В муках рождения - страница 7



Эта картина так ошеломила Овнана, что он даже не почувствовал, как оставил его старец. Он стал разглядывать этот древний памятник, это чудо искусства, подобие которого он не мог вспомнить, где видел: в Константинополе или в Багдаде.

Пока он раздумывал, раздалось пение, храм наполнился индийским и арабским ароматным фимиамом, треножник закурился, как кадило, и дым, поднимающийся над ним, успокоил и размягчил его железные нервы своим дивным благовонием.

Овнан искал дверь и не мог найти входа. Он растерялся, почувствовав, что находится в тюрьме, но в великолепной тюрьме.

Не успел он подумать об этом, как невидимые двери в постаментах Ваагна и Астхик открылись и оттуда парами стали выходить жрецы и жрицы и становиться перед статуями. Их богатые, златотканные одежды радовали глаз, и пока Овнан разглядывал их, растворилась дверь постамента Анаит, откуда вышли верховный жрец и верховная жрица, красивая молодая женщина, Песни смолкли. Овнан узнал в жреце старца, который привел его сюда. Когда песни смолкли, раздалась грустная и нежная игра на свирели, которая волновала и ласкала слушателя. Тогда жрец указал жрице, чтобы она села, а сам, окруженный толпой жрецов и жриц, простер руки вверх и стал беззвучно молиться. Через несколько минут все заменили, как жрица, сидящая на треножнике, побледнела и вся затрепетала. Глаза ее раскрылись, но взгляд был неподвижен. Тогда жрецу подали книгу с чистыми серебряными листами. Старец раскрыл ее и, подав жрице, сказал властным голосом: «Читай, вдохновленная богами!»

Музыка умолкла, и наступила такая тишина, что слышалось только дыхание жрицы. Никто не сводил с нее глаз. А она, не отрываясь, смотрела на серебряный лист, меняясь в лице и вздрагивая всем телом. Наконец глаза ее загорелись, она оживилась и стала жадно читать. Из глаз ее потекли обильные слезы, уста раскрылись для вздохов. Тогда верховный жрец вновь повторил: «Читай, вдохновленная богами. Читай громко!».

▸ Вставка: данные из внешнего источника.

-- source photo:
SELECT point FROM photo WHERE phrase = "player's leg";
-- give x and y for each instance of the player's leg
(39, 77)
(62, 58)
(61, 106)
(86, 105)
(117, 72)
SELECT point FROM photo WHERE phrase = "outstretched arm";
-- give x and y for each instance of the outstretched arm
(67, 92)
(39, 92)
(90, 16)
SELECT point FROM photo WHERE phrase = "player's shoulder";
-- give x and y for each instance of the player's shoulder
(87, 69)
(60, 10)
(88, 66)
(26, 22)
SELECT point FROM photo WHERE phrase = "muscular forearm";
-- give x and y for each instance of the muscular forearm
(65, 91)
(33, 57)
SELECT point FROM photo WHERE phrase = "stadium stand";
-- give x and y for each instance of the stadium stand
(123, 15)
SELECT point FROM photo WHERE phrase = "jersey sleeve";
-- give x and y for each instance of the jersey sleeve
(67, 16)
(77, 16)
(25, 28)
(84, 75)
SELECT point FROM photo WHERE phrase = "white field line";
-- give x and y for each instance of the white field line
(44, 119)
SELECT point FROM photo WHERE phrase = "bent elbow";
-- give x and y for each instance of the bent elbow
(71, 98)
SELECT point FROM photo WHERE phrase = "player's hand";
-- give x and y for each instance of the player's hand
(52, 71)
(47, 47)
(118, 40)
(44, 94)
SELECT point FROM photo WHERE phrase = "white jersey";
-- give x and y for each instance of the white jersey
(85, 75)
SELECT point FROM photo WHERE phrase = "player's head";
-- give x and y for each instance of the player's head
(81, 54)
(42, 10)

И жрица заговорила в экстазе:

– Армения, мало тебе твоих страданий, твоих мук. Еще целы твои города, еще стоят твои храмы, еще слышатся голоса невест и женихов, еще плачут дети в колыбелях, еще трещит огонь в очагах, поднимается дым из ордиков19. Еще сыновья твои ходят, гордо подняв головы, сверкает железо в их руках и за поясом, а на головах блестят шлемы. Еще твои девушки одевают себя виссоном20, руки их украшены запястьями, шеи – золотыми ожерельями. Но настанет конец всему. Города твои станут безлюдными, села останутся без домов, храмы твои – полуразрушенными. В домах твоих радостные голоса и свадебные песни сменятся плачем и вздохами, звон твоего оружья – лязгом цепей. Вместо звона ожерелий и запястий раздастся свист бича. Да, твои храбрецы будут пленниками на родной земле и на чужбине, твои девушки – служанками в отчем доме и в чужих краях. Повернешься на восток – и увидишь врага, повернешься на запад – и тоже увидишь врага. Будешь просить помощи – получишь презрение и поношение. Обратишь взоры в небо – оттуда посыплется на тебя град и поразит молния. Сыновья твои станут братоубийцами и ранят сердца своих матерей.

Овнан стоял неподвижно, сложив руки на груди, не сводя глаз со жрицы, с ее сверкавших глаз. Волнуясь, слушал он ее странный голос и говорил себе: «Если эта женщина только актриса, то она хорошо играет свою роль, я даже среди греческих актрис не видел таких. Если то, что она говорит, правда, то горе нам, горе армянскому народу. Но чем может доказать эта необыкновенная пророчица верность своих предсказаний?»